Secord recounted the story of Smith Ortiz stepping up to help him when his wife died and he forgot to plan the funeral reception. Smith Ortiz realized he forgot to plan one, and hosted one herself at her house.

“It was the essence, and a clear example, of Donnasue’s gift of compassion, and I shall always be grateful,” Secord said.

Smith Ortiz is the 25th recipient of the John B. Surr Award, and the second female recipient. The John B. Surr Award was started in 1978, and is given out at the decision of the SBCBA, not annually. 

John Surr

San Bernardino Superior Judge Wilfred Schneider gave a historical account of John Surr, the attorney the award is named after.

Surr was born in the Philippines in 1906, his father was there representing a hardware and steel company. The Surrs moved to Berkeley, where Surr’s father practiced law. Surr graduated from Berkeley in 1928 and joined his uncle’s law practice in San Bernardino.

He specialized in water law, and was involved in litigation over water rights in Southern California. He served on the State Committee on Bar Examiners, on the Board of Governors of the State Bar, and as president of the San Diego County Bar Association. Surr handled pro bono cases, served on local committees and was his neighborhood’s air raid warden during World War II—he  couldn’t serve himself because he was colorblind. He founded the Edelweiss Ski Club, which built with him a ski hut at the 9,500-foot level of Mount San Gorgonio. He held court with lawyers at Cafe Madrid in San Bernardino’s Harris’ Department Store. 

“John was always courteous and polite. Many have said that he rarely ever uttered a profane word. In Cafe Madrid, they had a table that lawyers would go and join each other, and talk to them, and face each other, and communicate with each other. Not through Zoom. Not through CourtCall. Not through letters sent with a vindictive tone.
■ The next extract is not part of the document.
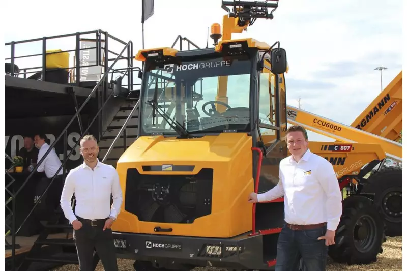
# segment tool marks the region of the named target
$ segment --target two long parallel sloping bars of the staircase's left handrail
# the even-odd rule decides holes
[[[35,171],[38,169],[38,166],[44,161],[45,157],[49,154],[49,152],[51,151],[51,149],[55,146],[55,144],[61,139],[61,137],[67,132],[68,127],[71,125],[71,123],[75,120],[75,118],[77,117],[77,115],[80,113],[80,111],[84,108],[85,104],[90,100],[91,96],[95,93],[96,89],[98,89],[98,87],[100,86],[101,82],[103,82],[103,80],[106,78],[106,76],[108,76],[110,70],[112,70],[113,66],[117,63],[118,59],[120,58],[120,56],[124,53],[124,51],[126,50],[126,48],[131,44],[131,41],[128,42],[126,44],[126,46],[123,48],[122,52],[118,55],[117,58],[114,59],[113,64],[107,69],[107,71],[103,74],[102,78],[99,80],[99,82],[96,84],[96,86],[92,89],[92,92],[89,94],[88,98],[86,98],[86,100],[84,101],[84,103],[82,104],[82,106],[76,111],[75,115],[71,118],[71,121],[67,124],[67,126],[65,127],[65,129],[62,131],[62,133],[59,135],[59,137],[51,144],[51,146],[49,147],[49,149],[47,150],[47,152],[45,153],[45,155],[41,158],[41,160],[37,163],[37,165],[34,167],[34,169],[32,170],[31,174],[27,177],[27,179],[24,181],[24,183],[22,184],[22,186],[20,187],[20,189],[14,194],[14,197],[23,189],[23,187],[26,185],[26,183],[28,182],[28,180],[33,176],[33,174],[35,173]],[[57,172],[59,172],[64,165],[66,164],[66,162],[68,161],[69,157],[72,155],[72,153],[74,152],[76,146],[80,143],[80,140],[83,138],[83,136],[89,131],[89,129],[91,128],[91,126],[93,125],[93,123],[95,122],[96,118],[99,116],[100,112],[104,109],[105,105],[107,104],[107,102],[109,101],[109,99],[113,96],[113,92],[110,93],[110,95],[107,97],[107,99],[105,100],[105,102],[103,103],[103,105],[100,107],[100,109],[98,110],[98,112],[96,113],[95,117],[92,119],[92,122],[89,124],[88,128],[86,128],[86,130],[83,132],[83,134],[80,136],[80,138],[78,139],[78,141],[76,142],[76,144],[72,147],[71,152],[68,154],[68,156],[66,157],[66,159],[64,160],[64,162],[62,163],[62,165],[60,166],[60,168],[57,170]],[[30,215],[33,213],[34,209],[36,208],[36,206],[38,205],[38,203],[41,201],[42,197],[45,195],[45,193],[48,191],[49,187],[52,185],[52,182],[54,182],[54,179],[57,175],[55,174],[51,181],[48,184],[48,187],[45,189],[45,191],[42,193],[42,195],[39,197],[38,201],[35,203],[35,205],[33,206],[33,208],[31,209],[30,213],[28,213],[28,215],[25,217],[24,221],[21,223],[20,227],[18,228],[17,231],[14,231],[13,229],[13,236],[16,235],[19,230],[21,229],[21,227],[24,225],[24,223],[26,222],[26,220],[28,219],[28,217],[30,217]],[[15,201],[15,200],[14,200]],[[13,251],[15,250],[15,246],[13,244]]]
But actually face to face, and that we have lost in our profession,” Schneider said.

This was Smith Ortiz’ second award-the Western San Bernardino Bar Association honored her with the Charles Althouse Lifetime Achievement Award Oct. 5.


The Surr award was given at the SBCBA’s Installation & Awards Banquet in Redlands’ Mitten Building.

“What I do know is that all of you are working tirelessly, every day, to do right by your clients, to provide them a voice and to advocate zealously on their behalf. Being an advocate, giving your client a voice, enabling the process whereby they get judged fairly and on the merits. It’s a noble profession,” incoming SBCBA President Justin King said.